The Prime Minister has restated his opposition to assisted suicide, saying he is concerned people will feel compelled to kill themselves if the law is weakened.

David Cameron said: “I have not supported it in the past and I’m not planning on changing my position.”

“My worry has always been about whether people will be unfairly pressurised”, he added.


Lord Falconer’s assisted suicide Bill – which would allow doctors to prescribe lethal drugs to patients with less than six months to live – is due to be re-tabled in the House of Lords later this year.

Mr Cameron confirmed that this is a “matter of conscience”, and if it reached the Commons, it would be a “free vote issue”.

The House of Lords is doing “useful work” by debating the issue, he said.


The Prime Minister previously made known his disagreement with assisted suicide in an interview with The Catholic Herald ahead of the 2010 General Election.

He said he would campaign against any change in the law.

An editorial in yesterday’s Daily Telegraph said Mr Cameron is “right to warn of the dangers of legalising assisted suicide”.


It pointed to the Netherlands and Belgium, where euthanasia cases have seen a huge increase since the law was liberalised.

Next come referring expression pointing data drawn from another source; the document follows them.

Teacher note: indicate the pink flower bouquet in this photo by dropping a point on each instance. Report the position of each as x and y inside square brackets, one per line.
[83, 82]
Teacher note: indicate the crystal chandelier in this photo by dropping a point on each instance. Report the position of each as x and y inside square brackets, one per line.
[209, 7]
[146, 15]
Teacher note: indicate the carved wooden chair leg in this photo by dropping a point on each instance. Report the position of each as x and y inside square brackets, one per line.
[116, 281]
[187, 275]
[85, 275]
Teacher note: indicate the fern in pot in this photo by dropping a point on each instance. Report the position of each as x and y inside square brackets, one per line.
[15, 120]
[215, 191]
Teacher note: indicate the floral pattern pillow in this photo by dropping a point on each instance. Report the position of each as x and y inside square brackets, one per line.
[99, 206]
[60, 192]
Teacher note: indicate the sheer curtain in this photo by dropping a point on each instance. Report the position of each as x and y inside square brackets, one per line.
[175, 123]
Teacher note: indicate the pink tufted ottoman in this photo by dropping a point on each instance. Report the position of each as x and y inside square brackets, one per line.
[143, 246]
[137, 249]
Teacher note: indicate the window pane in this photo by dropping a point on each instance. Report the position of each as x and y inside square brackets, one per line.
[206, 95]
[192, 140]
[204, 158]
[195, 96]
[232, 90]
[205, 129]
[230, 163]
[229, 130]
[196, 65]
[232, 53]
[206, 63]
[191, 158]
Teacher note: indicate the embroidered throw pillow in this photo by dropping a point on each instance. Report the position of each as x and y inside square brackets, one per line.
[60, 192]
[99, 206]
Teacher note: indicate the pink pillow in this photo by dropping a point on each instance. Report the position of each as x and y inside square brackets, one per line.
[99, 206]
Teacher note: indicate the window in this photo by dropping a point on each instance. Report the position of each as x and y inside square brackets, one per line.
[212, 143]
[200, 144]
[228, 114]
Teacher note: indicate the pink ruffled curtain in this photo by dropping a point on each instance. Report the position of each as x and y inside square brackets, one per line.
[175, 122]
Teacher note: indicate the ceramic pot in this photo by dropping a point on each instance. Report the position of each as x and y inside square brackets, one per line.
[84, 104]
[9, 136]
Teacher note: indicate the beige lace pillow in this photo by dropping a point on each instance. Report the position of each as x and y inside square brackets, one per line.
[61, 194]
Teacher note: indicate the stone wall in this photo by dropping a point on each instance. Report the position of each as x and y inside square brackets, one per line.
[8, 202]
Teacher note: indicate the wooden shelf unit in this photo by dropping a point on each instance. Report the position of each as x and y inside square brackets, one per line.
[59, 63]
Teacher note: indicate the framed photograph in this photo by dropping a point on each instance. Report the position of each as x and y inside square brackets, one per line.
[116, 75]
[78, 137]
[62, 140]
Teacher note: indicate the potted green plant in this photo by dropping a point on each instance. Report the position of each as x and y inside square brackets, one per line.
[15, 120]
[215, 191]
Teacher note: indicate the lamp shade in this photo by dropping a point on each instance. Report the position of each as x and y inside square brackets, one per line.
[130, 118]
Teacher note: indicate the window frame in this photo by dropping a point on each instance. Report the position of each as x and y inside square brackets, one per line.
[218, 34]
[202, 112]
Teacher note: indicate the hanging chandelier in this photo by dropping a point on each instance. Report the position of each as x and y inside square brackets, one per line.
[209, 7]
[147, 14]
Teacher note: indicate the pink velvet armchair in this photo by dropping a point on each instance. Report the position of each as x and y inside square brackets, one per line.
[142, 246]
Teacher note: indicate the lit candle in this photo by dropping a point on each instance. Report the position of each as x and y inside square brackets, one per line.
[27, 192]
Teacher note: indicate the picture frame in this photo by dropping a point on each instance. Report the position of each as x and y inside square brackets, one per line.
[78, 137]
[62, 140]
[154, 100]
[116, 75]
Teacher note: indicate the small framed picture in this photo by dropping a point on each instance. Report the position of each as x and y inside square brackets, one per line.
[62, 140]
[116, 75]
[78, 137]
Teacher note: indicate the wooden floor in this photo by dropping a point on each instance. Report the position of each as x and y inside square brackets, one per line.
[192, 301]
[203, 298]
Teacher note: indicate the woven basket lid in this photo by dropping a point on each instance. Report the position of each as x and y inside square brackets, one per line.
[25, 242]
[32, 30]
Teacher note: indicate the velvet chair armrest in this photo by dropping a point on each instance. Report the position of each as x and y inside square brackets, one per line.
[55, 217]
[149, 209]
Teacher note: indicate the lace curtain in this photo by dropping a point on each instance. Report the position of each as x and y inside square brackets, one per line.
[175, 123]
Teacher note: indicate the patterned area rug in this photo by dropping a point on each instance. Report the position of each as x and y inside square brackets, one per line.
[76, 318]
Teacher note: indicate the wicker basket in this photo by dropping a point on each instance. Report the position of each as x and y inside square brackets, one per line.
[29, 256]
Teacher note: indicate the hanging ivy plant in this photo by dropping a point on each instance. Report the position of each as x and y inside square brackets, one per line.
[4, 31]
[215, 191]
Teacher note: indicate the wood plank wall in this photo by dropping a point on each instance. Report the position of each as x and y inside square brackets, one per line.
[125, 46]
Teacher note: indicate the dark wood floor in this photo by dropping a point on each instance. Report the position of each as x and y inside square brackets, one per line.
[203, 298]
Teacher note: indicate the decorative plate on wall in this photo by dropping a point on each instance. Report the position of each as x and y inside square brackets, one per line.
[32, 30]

Belgium also recently became the first country in the world to extend euthanasia to terminally ill children.

The editorial said legislation for assisted suicide would not only “encourage ruthless relatives” to persuade a loved one to choose death, but it may also “add to the wider societal pressure for the aged or the ill to see themselves as a ‘burden’ on everybody else”.


“The emphasis of health care must be to treasure life and safeguard it”, it said.

“The push for assisted suicide is a troubling challenge to that fine tradition”, the editorial continued.

Earlier this week, a group of doctors wrote to The Times newspaper highlighting the “important role” they play in the prevention of suicide.


“Doctors are all too aware of the vulnerabilities of seriously ill patients”, they said.

“Is it any wonder that most of them, and their professional bodies, are opposed to attempts to foist assisted suicide on to them?”, they questioned.